Het kanonschot, Willem v/d Velde de Jongere, 1707

Het twaalfjarig bestand kwam ten einde in 1621 en het kan geen toeval zijn dat dat het oprichtingsjaar was van de WIC, de ‘geoctroyeerde West-Indische Compagnie’. De WIC was opgezet naar het model van de VOC en was aanvankelijk eveneens een militaire organisatie, een soort huurlingenleger. Tegenwoordig zouden we de parallel trekken met de Wagnergroep! Ook de WIC was gericht op het verdringen van de Portugezen uit hun Afrikaanse en Zuidamerikaanse koloniën, wat ook ten dele gelukte. Daarbij moeten we beseffen dat er in de Atlantische Oceaan al in 1494 bij het verdrag van Tordesillas een lijn was getrokken, ongeveer op de lengtegraad van de monding van de Amazone, waardoor de Spanjaarden niet in Brazilië en Afrika mochten handeldrijven. Daardoor spreekt overigens Brazilië nog steeds Portugees...

 


De WIC verkeerde een groot deel van zijn bestaan in financiële problemen, moest in 1647 met overheidssteun worden gered en ging uiteindelijk in 1674 ten onder. Daarna werd de zaak gesaneerd en zag de tweede WIC het licht, die (naast de handel in plantageproducten) vooral op slaven- en goudhandel was gericht. De militaire expansie tegen de Portugezen en Spanjaarden was natuurlijk na de vrede van Münster van 1648 niet meer aan de orde.

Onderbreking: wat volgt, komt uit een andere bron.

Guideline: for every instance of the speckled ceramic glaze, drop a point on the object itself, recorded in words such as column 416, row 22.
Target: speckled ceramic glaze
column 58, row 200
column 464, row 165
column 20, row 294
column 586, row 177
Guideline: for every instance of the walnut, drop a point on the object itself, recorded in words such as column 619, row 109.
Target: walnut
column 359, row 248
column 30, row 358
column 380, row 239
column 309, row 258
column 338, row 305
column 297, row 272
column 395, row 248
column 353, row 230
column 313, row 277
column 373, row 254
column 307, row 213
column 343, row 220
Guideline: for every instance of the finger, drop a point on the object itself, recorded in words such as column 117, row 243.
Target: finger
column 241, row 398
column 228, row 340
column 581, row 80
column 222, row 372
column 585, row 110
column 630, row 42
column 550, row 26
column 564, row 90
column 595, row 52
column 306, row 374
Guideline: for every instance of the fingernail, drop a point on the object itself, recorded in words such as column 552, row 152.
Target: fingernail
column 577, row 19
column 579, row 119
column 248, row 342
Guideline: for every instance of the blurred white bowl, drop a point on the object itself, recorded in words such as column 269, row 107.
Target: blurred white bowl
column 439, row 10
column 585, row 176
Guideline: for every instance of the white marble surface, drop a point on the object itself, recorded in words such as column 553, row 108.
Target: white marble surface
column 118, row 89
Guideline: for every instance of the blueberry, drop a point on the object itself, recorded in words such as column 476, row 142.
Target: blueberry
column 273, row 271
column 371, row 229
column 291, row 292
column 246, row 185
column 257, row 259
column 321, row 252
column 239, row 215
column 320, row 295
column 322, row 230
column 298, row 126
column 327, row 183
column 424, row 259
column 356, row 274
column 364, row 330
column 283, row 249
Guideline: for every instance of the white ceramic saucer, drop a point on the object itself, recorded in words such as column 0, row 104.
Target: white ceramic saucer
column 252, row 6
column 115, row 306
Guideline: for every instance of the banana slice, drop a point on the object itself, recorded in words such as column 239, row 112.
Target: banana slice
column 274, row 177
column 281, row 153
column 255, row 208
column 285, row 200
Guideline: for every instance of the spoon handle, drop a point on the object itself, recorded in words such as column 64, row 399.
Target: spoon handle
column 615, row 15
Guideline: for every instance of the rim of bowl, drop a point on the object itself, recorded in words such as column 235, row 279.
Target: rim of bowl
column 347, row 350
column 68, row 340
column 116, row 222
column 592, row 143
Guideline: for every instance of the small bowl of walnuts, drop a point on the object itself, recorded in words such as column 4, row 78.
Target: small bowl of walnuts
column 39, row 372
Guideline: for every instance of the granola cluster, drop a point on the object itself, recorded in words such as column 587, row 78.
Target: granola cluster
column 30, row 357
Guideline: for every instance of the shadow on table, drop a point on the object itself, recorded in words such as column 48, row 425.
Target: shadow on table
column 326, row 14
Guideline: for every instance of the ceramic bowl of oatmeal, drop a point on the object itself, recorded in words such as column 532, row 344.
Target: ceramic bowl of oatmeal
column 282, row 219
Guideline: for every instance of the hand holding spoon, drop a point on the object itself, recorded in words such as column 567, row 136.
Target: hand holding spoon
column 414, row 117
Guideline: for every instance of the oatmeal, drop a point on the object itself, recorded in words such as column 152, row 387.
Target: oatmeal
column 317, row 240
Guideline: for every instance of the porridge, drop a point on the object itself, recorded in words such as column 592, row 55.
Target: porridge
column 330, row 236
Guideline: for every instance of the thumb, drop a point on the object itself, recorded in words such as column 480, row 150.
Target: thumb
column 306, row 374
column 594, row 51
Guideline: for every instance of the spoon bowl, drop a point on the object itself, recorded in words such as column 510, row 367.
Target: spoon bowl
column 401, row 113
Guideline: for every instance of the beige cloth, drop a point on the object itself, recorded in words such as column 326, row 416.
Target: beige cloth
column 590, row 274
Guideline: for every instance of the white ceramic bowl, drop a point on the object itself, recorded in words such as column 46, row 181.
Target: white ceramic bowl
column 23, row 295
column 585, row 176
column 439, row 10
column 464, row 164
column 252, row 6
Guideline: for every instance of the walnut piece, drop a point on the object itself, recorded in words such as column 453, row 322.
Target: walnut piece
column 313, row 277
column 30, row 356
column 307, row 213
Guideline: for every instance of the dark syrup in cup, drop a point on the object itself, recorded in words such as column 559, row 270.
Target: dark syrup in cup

Al in 1623 trof de WIC voorbereidingen voor de slavenhandel. Dat slavernij bij wet verboden was in de Republiek werd gemakshalve even vergeten. Er werd een onderzoek gedaan naar slavenhandel in Angola, waarvan de kust toen al anderhalve eeuw in Portugese handen was. Later werd langs de hele West-Afrikaanse kust gepoogd om de Portugezen eruit te werken. Luanda werd veroverd in 1643 en eerder, in 1637, veroverde de WIC na enkele mislukkingen fort Sint-George van Elmina op de Portugezen. 

Elmina zou het Afrikaanse hoofdkwartier worden van de WIC, naast diverse andere 'handelsposten'. De Portugezen deden al vanaf het begin van de 16e eeuw aan slavenhandel, maar Elmina was aanvankelijk vooral gericht op de goud- en ivoorhandel. Elmina betekent dan ook ‘de mijn’, het is gelegen aan de toenmalige Goudkust. De slavenhandel zou zich uiteindelijk vanuit Angola uitbreiden naar de Slaven-, Goud- Ivoor- en Greinkust, ruwweg het kustgebied tussen het huidige Nigeria en Senegal.

Slavenfort Elmina

Vraag en aanbod zijn de motor van elke handel, en dat gold ook voor de slavenhandel. Het voert te ver om de hele slavenhandel te bespreken in dit korte bestek en ik zal mij beperken tot het aanbod van slaafgemaakten in het gebied binnen het hedendaagse Ghana en de vraagzijde in Nederlands Brazilië, Suriname, Essequibo, Berbice en Spaans-Amerika.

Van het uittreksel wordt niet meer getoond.